- The Washington Times - Saturday, May 14, 2005

As the 90th anniversary of the Armenian Genocide approached last month, Turkish Prime Minister Receip Tayyip Erdogan came up with an initiative in a letter to Armenian President Robert Kocharian, proposing creation of a joint commission to address the history. In response, Mr. Kocharian called on Turkey to establish diplomatic relations and open its border with Armenia without preconditions, and to form an intergovernmental commission to address all bilateral concerns.

No matter how unconventional this type of public communication may be between leaders of two neighboring nations, it is tempting to see Turkey may really open up for serious dialog.

Mr. Erdogan’s initiative, assuming its sincere aim is normalization of Turkish-Armenian relations, still raises many questions. A genuine effort by the Turkish government to allow the Turkish scholars to investigate the dark chapters of Turkish history would be worthy, though much belated. Such a move by the Turkish government would undoubtedly be applauded by our nations’ true friends, as it would indeed begin a process of alleviating the burden of history in our region.

Armenia would be the first to welcome such a move by the Turkish government. This would allow Turkish scholars to reveal the truth and help its political leadership accept and condemn it. Let us hope, however, that Prime Minister Erdogan’s call to concentrate on addressing the past will not deflect from addressing pressing issues of the present and the future and that this will not deepen still further the division on both sides about what happened in 1915.
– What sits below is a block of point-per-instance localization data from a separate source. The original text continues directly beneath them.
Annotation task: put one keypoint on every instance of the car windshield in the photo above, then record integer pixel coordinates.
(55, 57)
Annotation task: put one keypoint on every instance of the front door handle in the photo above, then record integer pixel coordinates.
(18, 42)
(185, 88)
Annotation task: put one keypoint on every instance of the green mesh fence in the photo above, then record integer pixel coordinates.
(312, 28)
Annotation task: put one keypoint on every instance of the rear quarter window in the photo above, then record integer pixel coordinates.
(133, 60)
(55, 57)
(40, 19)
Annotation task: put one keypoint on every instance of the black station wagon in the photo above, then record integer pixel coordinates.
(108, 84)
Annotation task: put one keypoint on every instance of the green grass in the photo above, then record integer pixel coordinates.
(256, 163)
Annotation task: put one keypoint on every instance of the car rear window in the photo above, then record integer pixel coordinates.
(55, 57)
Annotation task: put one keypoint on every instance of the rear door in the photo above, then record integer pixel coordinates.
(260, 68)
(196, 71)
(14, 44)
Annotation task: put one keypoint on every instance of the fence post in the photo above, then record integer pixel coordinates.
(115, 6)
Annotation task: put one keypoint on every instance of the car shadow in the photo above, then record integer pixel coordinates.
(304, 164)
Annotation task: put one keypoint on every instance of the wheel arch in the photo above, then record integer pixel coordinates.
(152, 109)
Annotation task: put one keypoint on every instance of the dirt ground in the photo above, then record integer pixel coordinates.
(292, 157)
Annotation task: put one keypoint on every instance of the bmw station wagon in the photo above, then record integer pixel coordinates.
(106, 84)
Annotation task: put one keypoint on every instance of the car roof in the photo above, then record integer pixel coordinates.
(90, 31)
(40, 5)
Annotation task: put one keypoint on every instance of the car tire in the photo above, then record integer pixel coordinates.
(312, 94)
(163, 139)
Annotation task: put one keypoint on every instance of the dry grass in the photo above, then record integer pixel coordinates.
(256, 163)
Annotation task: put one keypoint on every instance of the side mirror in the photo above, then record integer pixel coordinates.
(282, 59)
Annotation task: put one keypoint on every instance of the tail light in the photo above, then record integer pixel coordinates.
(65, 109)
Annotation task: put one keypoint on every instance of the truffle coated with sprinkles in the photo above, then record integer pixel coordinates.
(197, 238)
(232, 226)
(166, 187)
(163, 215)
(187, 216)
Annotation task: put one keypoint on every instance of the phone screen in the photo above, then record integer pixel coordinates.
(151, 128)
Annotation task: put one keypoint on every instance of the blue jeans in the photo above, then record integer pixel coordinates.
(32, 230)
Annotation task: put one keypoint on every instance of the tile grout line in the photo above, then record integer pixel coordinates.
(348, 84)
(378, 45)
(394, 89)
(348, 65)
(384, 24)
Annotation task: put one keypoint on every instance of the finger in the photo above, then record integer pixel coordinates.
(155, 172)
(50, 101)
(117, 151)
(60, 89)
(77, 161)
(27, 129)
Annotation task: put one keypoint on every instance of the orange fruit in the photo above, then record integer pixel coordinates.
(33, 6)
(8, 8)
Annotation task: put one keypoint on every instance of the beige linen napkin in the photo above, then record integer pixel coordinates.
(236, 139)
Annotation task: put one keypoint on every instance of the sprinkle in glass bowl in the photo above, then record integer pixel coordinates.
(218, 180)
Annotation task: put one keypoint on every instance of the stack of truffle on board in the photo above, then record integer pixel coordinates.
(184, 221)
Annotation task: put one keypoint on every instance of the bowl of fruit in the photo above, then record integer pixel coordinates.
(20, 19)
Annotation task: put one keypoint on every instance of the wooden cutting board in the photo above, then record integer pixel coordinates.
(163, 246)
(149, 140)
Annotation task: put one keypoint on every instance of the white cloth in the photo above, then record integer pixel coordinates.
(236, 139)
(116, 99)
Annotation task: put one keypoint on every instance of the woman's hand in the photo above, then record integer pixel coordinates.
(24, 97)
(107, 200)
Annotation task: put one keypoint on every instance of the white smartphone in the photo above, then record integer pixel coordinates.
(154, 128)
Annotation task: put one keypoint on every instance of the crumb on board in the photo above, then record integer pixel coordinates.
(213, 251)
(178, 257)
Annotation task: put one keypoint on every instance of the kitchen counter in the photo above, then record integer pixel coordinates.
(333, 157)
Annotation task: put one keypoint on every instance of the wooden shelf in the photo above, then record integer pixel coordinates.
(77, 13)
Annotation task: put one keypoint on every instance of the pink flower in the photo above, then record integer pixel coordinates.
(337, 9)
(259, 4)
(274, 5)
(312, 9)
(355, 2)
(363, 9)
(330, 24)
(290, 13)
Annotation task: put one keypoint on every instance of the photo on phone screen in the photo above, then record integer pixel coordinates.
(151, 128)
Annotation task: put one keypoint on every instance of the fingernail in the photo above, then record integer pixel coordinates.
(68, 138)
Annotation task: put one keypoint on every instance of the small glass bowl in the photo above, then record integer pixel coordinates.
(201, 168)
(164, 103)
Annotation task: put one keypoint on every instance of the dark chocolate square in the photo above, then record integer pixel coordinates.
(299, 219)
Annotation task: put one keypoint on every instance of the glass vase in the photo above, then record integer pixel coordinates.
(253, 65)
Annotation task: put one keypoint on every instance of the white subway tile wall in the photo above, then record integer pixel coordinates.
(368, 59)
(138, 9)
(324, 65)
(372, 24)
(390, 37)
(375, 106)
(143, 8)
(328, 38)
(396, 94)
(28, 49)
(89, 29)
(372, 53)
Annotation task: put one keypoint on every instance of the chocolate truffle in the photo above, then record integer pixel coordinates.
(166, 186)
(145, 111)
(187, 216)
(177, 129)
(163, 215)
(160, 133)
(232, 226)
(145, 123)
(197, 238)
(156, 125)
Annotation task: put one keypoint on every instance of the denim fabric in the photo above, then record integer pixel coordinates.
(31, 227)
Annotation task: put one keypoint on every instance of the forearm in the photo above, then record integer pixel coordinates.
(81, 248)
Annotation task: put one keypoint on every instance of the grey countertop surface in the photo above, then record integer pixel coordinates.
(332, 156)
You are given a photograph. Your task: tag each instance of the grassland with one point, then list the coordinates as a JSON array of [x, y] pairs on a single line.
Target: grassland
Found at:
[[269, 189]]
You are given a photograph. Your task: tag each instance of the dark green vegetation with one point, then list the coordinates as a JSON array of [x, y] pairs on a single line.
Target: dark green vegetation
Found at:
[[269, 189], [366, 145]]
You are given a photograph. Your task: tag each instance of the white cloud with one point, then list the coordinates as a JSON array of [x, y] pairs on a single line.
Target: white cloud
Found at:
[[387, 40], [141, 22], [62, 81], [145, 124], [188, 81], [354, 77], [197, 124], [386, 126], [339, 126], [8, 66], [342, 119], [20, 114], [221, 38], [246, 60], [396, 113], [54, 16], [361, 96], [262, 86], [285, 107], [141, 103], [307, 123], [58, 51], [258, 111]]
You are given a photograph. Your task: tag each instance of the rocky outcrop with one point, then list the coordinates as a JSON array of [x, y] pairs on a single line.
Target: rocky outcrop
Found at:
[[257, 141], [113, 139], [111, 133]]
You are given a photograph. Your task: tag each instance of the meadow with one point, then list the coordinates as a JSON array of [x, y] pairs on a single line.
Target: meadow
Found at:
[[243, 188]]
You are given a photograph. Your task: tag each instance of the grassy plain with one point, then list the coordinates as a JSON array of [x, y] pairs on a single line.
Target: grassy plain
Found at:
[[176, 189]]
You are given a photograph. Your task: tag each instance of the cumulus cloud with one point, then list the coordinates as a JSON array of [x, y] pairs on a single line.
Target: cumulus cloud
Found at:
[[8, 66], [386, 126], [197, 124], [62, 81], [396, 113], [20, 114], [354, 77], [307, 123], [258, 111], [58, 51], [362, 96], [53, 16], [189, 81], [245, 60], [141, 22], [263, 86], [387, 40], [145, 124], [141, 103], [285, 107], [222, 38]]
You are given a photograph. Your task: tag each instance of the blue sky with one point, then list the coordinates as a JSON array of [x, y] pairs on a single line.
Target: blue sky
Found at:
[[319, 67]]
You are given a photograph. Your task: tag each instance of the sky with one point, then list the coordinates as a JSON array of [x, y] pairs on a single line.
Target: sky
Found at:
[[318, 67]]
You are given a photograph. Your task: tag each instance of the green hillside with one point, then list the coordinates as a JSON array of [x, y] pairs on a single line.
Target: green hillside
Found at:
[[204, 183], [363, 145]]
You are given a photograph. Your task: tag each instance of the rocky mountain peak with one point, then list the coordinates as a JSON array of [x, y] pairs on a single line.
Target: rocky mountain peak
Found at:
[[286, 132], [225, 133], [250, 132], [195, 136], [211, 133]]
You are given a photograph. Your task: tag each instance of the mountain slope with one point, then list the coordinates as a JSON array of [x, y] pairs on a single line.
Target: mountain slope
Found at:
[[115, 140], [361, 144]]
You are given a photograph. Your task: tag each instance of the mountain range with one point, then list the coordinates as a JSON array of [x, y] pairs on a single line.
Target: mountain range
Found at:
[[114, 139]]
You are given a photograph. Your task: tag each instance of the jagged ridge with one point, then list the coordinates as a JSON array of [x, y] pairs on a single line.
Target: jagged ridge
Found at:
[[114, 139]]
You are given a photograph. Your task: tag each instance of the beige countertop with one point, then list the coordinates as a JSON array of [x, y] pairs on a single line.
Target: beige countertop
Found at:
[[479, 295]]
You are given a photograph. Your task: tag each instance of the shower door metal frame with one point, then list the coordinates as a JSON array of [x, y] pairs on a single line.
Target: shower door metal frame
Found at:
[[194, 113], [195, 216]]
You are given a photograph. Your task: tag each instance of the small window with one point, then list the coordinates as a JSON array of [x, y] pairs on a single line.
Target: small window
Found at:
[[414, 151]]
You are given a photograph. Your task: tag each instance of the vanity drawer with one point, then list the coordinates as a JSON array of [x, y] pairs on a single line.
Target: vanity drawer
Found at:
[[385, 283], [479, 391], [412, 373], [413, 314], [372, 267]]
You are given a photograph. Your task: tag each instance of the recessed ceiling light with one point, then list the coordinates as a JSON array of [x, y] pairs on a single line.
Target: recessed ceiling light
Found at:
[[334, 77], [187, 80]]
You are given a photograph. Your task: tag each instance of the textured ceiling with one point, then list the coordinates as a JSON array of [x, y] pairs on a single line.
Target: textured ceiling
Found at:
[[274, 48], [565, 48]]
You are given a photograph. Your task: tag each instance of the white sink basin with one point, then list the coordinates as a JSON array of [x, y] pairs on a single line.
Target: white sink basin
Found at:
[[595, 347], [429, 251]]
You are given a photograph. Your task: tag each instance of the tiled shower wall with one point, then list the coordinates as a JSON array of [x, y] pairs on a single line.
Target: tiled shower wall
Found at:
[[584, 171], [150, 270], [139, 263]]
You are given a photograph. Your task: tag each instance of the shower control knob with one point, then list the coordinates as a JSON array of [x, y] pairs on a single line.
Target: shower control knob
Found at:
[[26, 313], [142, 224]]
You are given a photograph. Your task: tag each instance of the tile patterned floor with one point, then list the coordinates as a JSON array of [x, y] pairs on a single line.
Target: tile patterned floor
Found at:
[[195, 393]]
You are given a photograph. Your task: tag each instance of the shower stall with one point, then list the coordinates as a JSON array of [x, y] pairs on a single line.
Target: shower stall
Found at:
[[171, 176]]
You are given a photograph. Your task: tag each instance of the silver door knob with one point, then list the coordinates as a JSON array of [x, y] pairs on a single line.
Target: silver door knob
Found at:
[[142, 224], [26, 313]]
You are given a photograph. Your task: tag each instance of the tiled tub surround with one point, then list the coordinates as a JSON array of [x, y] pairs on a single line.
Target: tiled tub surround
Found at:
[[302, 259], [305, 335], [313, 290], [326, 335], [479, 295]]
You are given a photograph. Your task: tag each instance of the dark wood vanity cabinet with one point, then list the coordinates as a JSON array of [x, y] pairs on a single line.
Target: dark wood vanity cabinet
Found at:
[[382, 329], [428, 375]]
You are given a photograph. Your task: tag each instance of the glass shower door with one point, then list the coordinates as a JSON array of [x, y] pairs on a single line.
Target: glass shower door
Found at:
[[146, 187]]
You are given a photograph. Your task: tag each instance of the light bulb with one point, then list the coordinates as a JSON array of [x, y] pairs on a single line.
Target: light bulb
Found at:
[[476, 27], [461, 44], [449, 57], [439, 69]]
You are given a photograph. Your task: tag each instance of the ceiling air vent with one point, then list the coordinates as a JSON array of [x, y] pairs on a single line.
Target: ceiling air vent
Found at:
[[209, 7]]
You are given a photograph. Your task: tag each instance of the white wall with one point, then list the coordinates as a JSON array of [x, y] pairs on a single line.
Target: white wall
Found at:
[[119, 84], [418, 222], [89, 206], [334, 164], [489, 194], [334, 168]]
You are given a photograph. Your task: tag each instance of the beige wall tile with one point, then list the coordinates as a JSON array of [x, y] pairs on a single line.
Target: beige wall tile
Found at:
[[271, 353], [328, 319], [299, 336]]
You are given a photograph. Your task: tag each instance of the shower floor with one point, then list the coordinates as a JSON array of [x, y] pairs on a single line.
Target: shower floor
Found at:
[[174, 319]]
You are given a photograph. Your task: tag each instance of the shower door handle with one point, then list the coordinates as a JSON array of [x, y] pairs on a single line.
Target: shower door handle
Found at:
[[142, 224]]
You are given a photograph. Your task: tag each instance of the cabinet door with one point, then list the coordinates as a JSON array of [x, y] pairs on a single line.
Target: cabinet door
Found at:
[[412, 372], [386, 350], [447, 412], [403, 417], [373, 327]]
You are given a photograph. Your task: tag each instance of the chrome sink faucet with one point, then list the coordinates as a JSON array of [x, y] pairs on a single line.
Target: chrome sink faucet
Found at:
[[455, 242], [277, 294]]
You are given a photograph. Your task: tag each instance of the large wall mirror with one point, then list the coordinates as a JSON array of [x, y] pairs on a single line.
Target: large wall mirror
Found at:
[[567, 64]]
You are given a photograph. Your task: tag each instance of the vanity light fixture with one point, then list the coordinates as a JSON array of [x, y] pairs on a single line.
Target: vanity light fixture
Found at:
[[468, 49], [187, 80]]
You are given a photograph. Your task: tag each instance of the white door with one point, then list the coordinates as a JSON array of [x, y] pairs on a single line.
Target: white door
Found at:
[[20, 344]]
Yet, as long as there are political taboos and legal obstacles to the free discussion and comprehension of this issue in Turkey, including criminal penalties in the new Turkish Penal Code for mere assertion of the term genocide, any investigation mandated by the Turkish government will have a pre-determined outcome. A Turkish newspaper, Zaman, noted on April 23 that the Turkish Government should “lift all legal and other obstacles to the free investigation, discussion, and comprehension of ‘What happened in 1915?’ ”

Also, we witness the dangerous temptation of modern-day Turkish officials to present the extermination of the Ottoman Empire’s Armenian population as a result of World War I. We want to remind all that it was the exact hope, argument and calculation of the perpetrators that the massacres and deportations of Armenians would pass unnoticed under the cover of World War I. Neither war nor anything else can explain or justify the murder of 1.5 million innocent Armenian children, women, and men in the Ottoman Turkey.

Turkish officials claim Armenians alone define the history of those days. First, the historical record is both rich and well-documented. The process for establishing the truth started in the wake of World War I, as the Turkish military tribunal sentenced the perpetrators of the massacres and deportation of Armenians to the death penalty in 1919. That fact is deliberately bypassed by governments in modern-day Turkey.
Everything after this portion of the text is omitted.